The agency hosted its annual Cider Carols fundraiser on Friday, Dec. 9, which included a virtual silent auction and a small in-person event at Harpeth House in Franklin. Even with a lower fundraising goal, the event still exceeded it and raised $30,000.
“We’ve got a lot of continued support from the community,” Cornett said. “New church partners have stepped up. Clients are still struggling, and we’re trying to meet those needs as best we can, knowing they’re complex. People aren’t just pregnant; they’re unemployed or in an unsafe relationship.”
It helps Mulier Care and Hope Clinic For Women that Nashville has strong financial and emotional support available for women going through crises. Both clinics are well plugged into city programs and charities to help provide whatever care their patients need.
“We’re so blessed that Nashville has a wide array of resources for women to jump into that help financially,” Johnson said. “The majority of the time, if financial circumstances were different, they’d make a different decision.”
Even though overwhelming support has still been garnered, not everyone appreciates the work both clinics are doing. Hope Clinic For Women faced an attempted vandalization on June 30 when an unidentified individual tried to firebomb its office. The Molotov cocktail did not ignite, and the broken front window was replaced within hours. The FBI has not been able to identify a suspect.
Though nothing of that nature has faced Mulier Care, it has faced its own logistical challenges. “We feel we’ve been protected but there have been crazy things that we know Satan is doing to attack us, like a car rear-ending our unit and putting us out of commission,” said Johnson. “Small little things like that make us think Satan is trying to get in the way, but there have been no direct threats.”
Abortion rights activism continues to hold strong in Nashville, with many organizations helping to subsidize women’s travel to other states for their abortions, Johnson said. Other women save up money for out-of-state travel or purchase drugs on the internet to perform a home abortion.

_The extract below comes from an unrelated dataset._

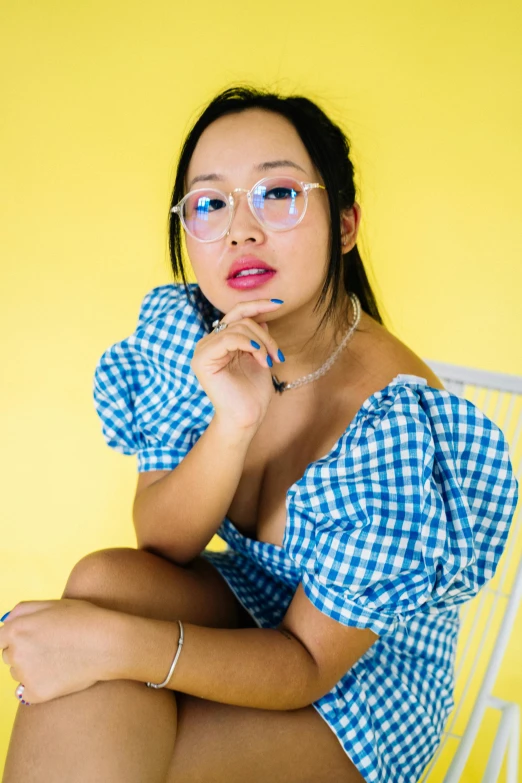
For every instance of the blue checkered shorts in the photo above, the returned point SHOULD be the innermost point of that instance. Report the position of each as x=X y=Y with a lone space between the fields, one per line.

“What we have to offer is needed in this city, and we need more of it,” Cornett said. “I don’t know what that looks like but there are women who don’t know we exist. I have my eyes set on growth over the next 10 years, which means more staff, space, and donations. All the reasons for someone wanting an abortion still exist but we’re hoping that the people who didn’t know we exist get to know us.”
Johnson and Cornett are both thankful that the overturning of Roe v. Wade has helped put more women in the paths of their ministries and that it is creating more opportunities to save children who might otherwise be lost if abortion were still legal in Tennessee.
“We get the opportunity to pray with these women, to learn of their religious background, to learn if their religion even affects their decision, and it’s overwhelming that their faith does not affect their decision,” Johnson said. “It is heartbreaking to watch women we’ve counseled walk off our unit but we have to let them walk off, knowing we may not be able to help them. We try to love them and speak difference into their lives though, showing them that God is in control.”